First sentence: “My friend Mel McGinnis was talking.”


“Mel, for God’s sake,” Terri said. She reached out and took hold of his wrist. “Are you getting drunk? Honey? Are you drunk?”
“Honey, I’m just talking,” Mel said. “All right? I don’t have to be drunk to say what I think. I mean, we’re all just talking, right?” Mel said. He fixed his eyes on her.
“Sweetie, I’m not criticizing,” Terri said.
She picked up her glass.
“I’m not on call today,” Mel said. “Let me remind you of that. I am not on call,” he said.
“Mel, we love you,” Laura said.
Mel looked at Laura. He looked at her as if he could not place her, as if she was not the woman she was.
“Love you too, Laura,” Mel said. “And you, Nick, love you too. You know something?” Mel said. “You guys are our pals,” Mel said.
He picked up his glass.

On the surface, Carver’s story is fairly simple. Four married friends – Mel and Tessa, Nick and Laura – are talking over drinks at Mel’s kitchen table, in Albuquerque. The topic of conversation is love. They don’t all agree on what love is. This is essentially the plot, almost entirely driven by what the characters say to each other, and the stories they tell as the day wanes.


“What We Talk About When We Talk about Love” was first published in The New Yorker.
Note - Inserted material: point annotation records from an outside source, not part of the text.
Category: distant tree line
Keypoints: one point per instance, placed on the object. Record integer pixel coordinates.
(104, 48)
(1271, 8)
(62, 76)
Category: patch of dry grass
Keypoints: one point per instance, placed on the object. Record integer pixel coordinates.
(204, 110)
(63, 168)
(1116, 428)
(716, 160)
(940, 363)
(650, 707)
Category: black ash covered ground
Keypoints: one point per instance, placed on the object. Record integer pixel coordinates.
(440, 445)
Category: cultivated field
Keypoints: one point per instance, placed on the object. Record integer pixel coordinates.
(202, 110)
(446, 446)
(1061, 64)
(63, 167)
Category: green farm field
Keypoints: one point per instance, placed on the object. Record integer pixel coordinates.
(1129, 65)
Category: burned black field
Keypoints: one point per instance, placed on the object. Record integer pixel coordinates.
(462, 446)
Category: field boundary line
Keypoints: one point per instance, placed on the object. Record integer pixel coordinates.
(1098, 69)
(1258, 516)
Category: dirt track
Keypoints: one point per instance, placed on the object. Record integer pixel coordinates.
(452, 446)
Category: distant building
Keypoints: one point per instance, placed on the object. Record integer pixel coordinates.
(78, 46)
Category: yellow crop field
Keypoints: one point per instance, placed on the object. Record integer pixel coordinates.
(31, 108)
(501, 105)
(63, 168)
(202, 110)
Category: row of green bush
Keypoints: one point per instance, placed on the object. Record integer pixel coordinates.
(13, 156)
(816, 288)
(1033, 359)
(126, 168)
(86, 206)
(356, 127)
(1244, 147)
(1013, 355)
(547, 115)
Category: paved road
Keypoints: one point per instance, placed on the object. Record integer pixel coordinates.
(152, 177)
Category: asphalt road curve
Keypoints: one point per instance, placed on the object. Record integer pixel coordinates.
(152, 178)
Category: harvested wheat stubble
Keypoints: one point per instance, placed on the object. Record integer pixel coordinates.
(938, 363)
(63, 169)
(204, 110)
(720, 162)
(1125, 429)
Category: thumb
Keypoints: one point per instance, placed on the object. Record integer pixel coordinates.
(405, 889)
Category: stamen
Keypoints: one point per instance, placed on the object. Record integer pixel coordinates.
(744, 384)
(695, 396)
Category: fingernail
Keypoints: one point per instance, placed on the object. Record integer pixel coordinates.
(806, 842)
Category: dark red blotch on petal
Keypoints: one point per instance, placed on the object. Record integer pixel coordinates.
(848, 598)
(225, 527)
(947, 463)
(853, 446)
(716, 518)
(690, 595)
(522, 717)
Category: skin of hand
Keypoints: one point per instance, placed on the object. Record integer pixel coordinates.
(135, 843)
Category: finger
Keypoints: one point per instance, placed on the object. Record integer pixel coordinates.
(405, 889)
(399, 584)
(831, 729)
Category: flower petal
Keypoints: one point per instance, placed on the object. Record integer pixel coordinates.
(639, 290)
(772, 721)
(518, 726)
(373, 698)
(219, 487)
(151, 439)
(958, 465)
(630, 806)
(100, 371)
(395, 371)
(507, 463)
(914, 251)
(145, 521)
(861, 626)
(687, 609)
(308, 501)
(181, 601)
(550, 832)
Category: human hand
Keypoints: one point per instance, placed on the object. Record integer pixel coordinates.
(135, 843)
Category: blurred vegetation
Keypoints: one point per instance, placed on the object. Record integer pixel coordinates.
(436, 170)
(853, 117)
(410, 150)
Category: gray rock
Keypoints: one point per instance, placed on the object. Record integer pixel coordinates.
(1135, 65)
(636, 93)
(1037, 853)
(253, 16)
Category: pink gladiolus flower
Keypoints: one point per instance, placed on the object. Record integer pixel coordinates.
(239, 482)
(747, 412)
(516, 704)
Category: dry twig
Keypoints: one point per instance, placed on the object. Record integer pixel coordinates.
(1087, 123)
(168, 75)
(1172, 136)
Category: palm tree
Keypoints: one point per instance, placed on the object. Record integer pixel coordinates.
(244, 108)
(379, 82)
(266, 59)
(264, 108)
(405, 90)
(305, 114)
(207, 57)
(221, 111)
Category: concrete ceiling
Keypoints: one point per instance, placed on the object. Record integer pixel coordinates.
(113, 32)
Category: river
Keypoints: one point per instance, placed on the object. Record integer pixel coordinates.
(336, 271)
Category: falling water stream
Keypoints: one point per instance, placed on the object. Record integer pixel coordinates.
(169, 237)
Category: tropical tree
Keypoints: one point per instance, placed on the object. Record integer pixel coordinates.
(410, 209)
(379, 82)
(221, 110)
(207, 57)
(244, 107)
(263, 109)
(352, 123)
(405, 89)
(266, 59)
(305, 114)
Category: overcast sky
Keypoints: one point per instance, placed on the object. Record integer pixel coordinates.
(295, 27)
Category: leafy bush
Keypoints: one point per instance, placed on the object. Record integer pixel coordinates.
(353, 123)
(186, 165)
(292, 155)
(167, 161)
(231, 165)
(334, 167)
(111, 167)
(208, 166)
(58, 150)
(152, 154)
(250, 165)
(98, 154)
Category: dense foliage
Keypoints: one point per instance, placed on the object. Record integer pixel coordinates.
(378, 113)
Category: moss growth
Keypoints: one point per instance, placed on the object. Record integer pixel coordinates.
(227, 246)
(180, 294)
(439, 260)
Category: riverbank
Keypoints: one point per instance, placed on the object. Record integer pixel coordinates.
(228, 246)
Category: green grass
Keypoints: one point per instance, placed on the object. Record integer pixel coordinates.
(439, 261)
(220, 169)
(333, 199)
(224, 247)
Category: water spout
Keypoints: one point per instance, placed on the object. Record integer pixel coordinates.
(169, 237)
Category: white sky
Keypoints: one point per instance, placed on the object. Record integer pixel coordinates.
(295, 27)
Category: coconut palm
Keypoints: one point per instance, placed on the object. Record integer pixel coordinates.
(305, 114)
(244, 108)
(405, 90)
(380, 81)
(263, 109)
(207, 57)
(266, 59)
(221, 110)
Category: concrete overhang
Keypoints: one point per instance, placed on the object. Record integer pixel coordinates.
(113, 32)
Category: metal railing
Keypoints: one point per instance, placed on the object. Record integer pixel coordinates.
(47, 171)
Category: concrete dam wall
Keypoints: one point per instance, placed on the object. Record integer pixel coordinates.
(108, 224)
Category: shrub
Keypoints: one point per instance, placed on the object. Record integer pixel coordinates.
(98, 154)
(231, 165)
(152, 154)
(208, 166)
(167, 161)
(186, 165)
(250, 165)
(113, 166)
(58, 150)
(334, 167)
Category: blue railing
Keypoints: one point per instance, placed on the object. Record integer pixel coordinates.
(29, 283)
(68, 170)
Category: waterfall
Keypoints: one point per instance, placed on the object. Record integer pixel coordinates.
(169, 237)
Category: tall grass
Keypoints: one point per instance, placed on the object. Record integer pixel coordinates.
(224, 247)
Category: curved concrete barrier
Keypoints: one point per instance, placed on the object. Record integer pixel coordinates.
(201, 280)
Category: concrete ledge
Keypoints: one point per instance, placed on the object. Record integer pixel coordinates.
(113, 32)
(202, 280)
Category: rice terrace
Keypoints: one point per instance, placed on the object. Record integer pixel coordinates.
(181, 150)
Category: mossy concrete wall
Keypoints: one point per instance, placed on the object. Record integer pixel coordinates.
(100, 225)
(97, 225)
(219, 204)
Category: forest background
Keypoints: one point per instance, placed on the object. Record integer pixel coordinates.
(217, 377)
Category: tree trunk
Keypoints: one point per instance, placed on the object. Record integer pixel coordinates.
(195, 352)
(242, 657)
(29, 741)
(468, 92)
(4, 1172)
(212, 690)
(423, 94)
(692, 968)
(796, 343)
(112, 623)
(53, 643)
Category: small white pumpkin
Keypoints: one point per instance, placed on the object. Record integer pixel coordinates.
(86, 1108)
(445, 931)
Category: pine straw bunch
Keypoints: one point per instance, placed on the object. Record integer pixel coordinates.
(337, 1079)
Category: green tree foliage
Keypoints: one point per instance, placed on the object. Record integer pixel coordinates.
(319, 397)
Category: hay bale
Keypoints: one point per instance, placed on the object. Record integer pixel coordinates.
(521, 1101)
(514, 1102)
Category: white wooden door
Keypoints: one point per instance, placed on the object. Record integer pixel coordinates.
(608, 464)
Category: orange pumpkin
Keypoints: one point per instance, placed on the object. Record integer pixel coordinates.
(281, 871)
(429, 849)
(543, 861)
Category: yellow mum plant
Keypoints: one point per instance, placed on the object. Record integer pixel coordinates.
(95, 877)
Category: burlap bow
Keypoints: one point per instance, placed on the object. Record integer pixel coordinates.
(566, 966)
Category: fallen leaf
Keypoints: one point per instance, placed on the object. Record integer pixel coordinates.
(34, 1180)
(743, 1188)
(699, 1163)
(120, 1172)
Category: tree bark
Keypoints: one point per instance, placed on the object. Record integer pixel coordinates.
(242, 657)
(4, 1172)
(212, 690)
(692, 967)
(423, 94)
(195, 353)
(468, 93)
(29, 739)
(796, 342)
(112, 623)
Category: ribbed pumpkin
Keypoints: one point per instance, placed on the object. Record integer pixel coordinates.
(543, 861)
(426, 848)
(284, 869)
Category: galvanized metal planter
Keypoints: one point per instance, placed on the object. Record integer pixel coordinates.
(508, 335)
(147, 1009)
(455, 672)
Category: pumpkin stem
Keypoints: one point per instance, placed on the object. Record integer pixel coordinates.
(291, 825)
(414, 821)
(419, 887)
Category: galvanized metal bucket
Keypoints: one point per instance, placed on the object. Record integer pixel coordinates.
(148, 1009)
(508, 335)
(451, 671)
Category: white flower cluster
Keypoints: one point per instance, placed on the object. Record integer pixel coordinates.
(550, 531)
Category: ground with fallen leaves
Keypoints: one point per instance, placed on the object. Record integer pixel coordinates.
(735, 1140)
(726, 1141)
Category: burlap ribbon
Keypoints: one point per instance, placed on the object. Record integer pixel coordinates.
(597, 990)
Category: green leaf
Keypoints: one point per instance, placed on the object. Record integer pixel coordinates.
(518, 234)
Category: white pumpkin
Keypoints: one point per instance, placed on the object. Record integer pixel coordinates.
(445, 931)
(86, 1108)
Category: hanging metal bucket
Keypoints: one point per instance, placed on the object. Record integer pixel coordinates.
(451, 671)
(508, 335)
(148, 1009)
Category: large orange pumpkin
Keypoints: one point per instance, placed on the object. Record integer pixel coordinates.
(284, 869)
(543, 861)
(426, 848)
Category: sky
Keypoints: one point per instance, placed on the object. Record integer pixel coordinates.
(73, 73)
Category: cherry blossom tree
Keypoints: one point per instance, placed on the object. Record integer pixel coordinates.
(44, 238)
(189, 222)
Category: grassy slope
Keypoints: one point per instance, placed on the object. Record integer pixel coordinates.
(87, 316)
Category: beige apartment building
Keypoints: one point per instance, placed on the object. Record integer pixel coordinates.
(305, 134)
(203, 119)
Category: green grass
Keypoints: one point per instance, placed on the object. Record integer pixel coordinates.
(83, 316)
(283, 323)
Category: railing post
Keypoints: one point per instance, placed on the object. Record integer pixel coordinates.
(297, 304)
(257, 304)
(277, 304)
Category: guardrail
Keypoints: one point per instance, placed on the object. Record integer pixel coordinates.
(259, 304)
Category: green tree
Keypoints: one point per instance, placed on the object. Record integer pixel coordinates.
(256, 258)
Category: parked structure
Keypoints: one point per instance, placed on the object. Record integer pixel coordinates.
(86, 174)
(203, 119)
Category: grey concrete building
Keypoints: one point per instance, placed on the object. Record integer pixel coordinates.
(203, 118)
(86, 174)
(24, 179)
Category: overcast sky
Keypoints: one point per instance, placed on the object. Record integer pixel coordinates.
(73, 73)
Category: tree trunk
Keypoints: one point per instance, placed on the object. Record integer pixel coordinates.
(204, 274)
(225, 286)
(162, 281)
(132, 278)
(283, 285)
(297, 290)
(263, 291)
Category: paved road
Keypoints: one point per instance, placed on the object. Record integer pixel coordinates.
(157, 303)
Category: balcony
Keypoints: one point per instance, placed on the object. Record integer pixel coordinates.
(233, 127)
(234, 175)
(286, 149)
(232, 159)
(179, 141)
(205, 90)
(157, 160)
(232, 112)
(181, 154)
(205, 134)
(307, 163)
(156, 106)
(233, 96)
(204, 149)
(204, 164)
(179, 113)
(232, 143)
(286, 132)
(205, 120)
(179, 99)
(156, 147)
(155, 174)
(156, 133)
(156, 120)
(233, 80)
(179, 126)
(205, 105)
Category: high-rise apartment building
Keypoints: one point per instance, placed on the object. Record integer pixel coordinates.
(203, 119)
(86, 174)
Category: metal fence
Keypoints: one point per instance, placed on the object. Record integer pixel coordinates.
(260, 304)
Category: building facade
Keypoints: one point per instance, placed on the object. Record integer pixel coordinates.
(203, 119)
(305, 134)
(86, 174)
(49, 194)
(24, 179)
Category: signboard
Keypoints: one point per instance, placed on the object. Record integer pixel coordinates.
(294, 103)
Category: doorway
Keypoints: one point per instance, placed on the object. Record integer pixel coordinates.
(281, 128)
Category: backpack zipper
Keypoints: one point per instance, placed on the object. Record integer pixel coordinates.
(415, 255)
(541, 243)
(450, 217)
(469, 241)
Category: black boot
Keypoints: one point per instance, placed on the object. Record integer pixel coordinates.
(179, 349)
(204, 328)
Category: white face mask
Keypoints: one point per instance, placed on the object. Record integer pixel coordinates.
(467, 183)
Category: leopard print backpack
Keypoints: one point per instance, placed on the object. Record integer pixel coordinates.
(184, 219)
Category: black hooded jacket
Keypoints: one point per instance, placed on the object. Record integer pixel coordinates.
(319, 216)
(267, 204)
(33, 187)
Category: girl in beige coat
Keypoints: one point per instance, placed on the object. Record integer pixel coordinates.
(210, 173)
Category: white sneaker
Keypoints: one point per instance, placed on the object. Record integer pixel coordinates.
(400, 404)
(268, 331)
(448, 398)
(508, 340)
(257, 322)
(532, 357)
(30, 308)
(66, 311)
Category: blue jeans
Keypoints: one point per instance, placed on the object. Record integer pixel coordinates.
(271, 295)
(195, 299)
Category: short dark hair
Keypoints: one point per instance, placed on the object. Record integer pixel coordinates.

A collection bearing the story’s name was later published in 1981 and cemented Carver’s reputation as a major short story writer.

Thinking it through:

This was assigned reading for my short fiction class, for it’s masterful use of dialogue. So what makes good dialogue? Readers should notice that almost everything about the scene and the mood is revealed through the dialogue. One student in class pointed out how the narrator rarely tells the reader explicitly, “We were all drunk.” How does Carver go about conveying drunkenness? The characters occasionally mention it in conversation (as in the above example). Carver also tweaks the dialogue as the story goes on, altering the phrasing and pace to suggest a less than lucid speaker. Readers likely come to this story with their own ideas of how a drunk person might sound, what they may say. Carver plays upon our assumptions, helping to create a realistic scene in which characters repeat what they say, revisit stories, get interrupted and ask, “Where was I?” and have to start again. In the process, he connects to his readers and their own experiences. While readers may, more often than not, prefer plot-driven stories with exciting twists and turns, we should also ask ourselves, how can dialogue heighten our emotional connection to a story and make it more enjoyable?